A network of community gardens stretching along York Boulevard in Highland Park is feeding roughly 400 households a week, according to figures from the Northeast Los Angeles Community Garden Coalition — a number that has doubled since January, when grocery prices in Los Angeles County hit their highest recorded average. The gardens are working. The question now is whether the infrastructure around them can hold.
Los Angeles grocery costs are not abstract. The USDA's June 2026 food price index put average weekly spending for a family of four in Southern California at $347, up 18 percent from the same period in 2024. In neighborhoods like Highland Park, Boyle Heights, and El Sereno — communities where median household incomes sit well below the county's $78,000 average — that math simply doesn't work. Community gardens have filled part of the gap, but they run on grant cycles, volunteer hours, and city permits that don't always renew automatically.
The Decisions That Land This Summer
Three specific choices will shape what happens to the Highland Park network by September. First, the City of Los Angeles Bureau of Recreation and Parks is scheduled to rule by July 31 on lease renewals for two plots on Figueroa Street near Avenue 57 that the Coalition has operated since 2019. If the renewals are denied or restructured with higher fees, organizers estimate they would lose growing space that currently produces roughly 1,200 pounds of produce monthly. Second, the LA County Department of Public Health's Healthy Neighborhood Market Network — which subsidizes cold storage and distribution for gardens in low-income ZIP codes — is mid-cycle on a funding review that could cut participating sites from 34 to 22 countywide. Highland Park's primary hub at Hermon Park is on the provisional list. Third, Mayor Karen Bass's office has signaled it may redirect some Community Development Block Grant funds toward her housing emergency declaration, which could squeeze the smaller discretionary pools that gardens have historically tapped for tool purchases and water infrastructure.
None of those decisions are final. But organizers spent much of June preparing contingency plans, and the mood at coordination meetings held at the Arroyo Seco Neighborhood Council chambers has shifted from expansion talk to defensive budgeting.
What the Gardens Actually Produce — and for Whom
The Coalition operates seven plots, the largest at the corner of Monte Vista Street and N. Figueroa, where raised beds and two greenhouse structures occupy about a third of an acre. Volunteers there log an average of 340 hours a month. The produce — tomatoes, squash, kale, chiles, and seasonal herbs — moves through a distribution model borrowed partly from the Torrance-based South Bay Farms Collective, where families pre-register and collect shares twice weekly. No means testing. No paperwork beyond a zip code confirmation.
That accessibility is deliberate and politically significant. Immigration enforcement activity across Northeast LA has made some residents wary of any system that requires documentation, and the Coalition's coordinators have maintained a strict no-ID policy since the program expanded in March 2025. Participation surged 60 percent in the three months following high-profile federal operations near the Lincoln Heights area in late 2025.

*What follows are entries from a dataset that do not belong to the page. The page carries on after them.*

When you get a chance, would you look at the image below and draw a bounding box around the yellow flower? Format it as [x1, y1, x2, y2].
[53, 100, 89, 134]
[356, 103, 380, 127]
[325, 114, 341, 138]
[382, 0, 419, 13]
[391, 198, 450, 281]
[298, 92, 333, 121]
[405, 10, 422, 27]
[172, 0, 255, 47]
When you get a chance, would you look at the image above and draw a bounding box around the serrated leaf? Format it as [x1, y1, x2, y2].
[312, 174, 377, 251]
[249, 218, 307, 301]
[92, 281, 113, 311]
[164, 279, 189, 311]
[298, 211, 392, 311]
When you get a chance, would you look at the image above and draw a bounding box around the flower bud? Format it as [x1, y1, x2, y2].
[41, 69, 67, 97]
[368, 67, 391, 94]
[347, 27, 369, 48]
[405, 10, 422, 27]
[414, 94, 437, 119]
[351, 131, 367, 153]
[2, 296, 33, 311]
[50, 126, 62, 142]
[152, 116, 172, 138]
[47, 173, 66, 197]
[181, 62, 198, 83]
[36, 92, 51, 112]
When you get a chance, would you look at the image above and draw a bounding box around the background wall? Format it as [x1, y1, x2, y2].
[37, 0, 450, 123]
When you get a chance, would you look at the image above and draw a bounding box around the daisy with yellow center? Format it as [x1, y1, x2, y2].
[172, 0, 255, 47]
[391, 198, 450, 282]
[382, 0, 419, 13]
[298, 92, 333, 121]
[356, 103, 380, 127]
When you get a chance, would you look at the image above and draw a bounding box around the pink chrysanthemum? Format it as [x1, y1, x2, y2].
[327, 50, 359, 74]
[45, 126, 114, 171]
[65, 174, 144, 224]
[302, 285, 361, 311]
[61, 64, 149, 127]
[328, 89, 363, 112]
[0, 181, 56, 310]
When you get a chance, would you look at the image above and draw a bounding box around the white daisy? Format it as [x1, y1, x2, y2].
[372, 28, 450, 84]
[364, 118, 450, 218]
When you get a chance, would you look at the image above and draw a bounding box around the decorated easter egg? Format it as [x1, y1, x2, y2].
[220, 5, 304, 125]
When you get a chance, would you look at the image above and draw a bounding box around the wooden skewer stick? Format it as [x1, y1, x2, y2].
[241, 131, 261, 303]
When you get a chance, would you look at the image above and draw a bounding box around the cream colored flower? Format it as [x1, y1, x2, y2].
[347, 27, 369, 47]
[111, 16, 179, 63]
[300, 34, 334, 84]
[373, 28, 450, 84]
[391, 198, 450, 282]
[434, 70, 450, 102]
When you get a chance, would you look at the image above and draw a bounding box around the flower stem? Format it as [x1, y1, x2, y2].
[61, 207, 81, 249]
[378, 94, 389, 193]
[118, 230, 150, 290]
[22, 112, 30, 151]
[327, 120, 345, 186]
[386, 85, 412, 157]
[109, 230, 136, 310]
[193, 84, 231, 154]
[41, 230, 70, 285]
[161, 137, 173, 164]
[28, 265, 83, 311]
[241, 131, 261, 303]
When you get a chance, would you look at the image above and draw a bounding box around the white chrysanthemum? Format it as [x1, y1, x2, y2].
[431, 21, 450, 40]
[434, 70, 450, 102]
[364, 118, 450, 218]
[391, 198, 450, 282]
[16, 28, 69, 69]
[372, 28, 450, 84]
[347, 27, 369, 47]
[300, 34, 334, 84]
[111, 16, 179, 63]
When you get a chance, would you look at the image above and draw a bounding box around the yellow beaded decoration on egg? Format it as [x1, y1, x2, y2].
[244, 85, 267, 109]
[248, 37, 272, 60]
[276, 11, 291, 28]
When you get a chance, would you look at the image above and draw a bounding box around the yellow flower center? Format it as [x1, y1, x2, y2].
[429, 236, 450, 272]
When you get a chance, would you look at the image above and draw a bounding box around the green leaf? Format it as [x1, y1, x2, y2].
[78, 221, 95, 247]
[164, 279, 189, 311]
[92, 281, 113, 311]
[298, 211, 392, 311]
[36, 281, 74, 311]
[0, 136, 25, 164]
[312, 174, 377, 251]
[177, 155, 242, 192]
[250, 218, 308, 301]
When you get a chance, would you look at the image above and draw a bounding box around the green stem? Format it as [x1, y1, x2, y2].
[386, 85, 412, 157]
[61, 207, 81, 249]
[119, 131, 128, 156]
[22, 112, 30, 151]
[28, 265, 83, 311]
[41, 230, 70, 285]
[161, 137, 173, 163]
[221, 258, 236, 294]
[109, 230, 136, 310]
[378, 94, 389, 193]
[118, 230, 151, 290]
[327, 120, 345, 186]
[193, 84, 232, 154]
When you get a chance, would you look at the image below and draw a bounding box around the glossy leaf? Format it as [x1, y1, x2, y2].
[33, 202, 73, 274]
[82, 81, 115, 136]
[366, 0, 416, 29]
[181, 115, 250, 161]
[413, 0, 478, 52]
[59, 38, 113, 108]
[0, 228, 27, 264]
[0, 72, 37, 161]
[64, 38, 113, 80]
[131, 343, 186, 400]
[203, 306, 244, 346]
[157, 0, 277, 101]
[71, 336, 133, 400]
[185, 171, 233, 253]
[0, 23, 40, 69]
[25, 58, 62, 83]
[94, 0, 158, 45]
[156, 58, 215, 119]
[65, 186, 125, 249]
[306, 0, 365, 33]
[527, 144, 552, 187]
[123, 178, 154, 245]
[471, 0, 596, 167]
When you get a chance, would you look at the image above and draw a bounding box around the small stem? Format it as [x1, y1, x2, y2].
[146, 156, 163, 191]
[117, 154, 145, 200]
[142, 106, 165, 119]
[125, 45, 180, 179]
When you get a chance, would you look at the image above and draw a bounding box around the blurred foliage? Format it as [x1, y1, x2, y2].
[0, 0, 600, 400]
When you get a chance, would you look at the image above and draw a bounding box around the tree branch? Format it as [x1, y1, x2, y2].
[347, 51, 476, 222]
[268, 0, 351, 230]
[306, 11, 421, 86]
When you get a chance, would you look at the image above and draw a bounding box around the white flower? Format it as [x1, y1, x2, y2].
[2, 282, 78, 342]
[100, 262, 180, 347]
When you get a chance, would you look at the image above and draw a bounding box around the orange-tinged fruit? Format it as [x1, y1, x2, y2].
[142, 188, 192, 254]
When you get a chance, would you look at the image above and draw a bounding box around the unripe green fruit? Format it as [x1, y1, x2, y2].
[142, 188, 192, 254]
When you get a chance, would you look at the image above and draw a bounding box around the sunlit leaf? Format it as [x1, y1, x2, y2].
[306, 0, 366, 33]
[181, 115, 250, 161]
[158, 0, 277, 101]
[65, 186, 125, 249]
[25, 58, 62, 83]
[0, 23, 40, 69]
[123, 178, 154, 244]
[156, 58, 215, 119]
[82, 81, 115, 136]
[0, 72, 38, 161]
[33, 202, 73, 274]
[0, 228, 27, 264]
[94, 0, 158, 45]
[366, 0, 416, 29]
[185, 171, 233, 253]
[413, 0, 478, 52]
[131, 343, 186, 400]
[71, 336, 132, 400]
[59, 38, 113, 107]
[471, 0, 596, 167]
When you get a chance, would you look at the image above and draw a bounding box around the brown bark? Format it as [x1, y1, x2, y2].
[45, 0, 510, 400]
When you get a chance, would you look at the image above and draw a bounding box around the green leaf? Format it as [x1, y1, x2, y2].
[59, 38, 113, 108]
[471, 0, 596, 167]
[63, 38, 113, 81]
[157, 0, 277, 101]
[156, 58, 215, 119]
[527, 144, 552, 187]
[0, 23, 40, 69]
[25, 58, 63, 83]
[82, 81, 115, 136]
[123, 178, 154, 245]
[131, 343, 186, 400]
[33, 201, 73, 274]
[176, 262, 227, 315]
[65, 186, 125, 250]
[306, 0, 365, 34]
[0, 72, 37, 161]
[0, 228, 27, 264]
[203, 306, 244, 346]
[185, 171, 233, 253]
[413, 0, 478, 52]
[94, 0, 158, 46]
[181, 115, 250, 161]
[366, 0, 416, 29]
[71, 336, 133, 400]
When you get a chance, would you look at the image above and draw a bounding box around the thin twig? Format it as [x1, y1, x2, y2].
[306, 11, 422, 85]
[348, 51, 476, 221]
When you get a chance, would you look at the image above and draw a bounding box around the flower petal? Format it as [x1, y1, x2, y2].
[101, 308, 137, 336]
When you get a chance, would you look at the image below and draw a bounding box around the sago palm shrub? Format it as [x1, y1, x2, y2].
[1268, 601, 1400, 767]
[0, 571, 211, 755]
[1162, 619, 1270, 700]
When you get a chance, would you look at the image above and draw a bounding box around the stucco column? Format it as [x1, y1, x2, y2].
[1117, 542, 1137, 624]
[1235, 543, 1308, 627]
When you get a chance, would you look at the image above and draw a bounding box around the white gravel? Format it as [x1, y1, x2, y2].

The gardens also function as a pressure valve on a food bank system that was already strained. The Los Angeles Regional Food Bank reported in May that demand at its Northeast LA distribution sites had risen 22 percent year-over-year, with wait times at the Valley Boulevard site in El Monte stretching past two hours on peak days.
What organizers want most right now is straightforward: a multi-year lease commitment from the city, stable county subsidy language written into the next budget cycle beginning October 1, and at minimum one meeting with the Bass administration's food security liaison before the CDBG reallocation decision is finalized. They've requested that meeting twice since May. They're still waiting for a confirmed date.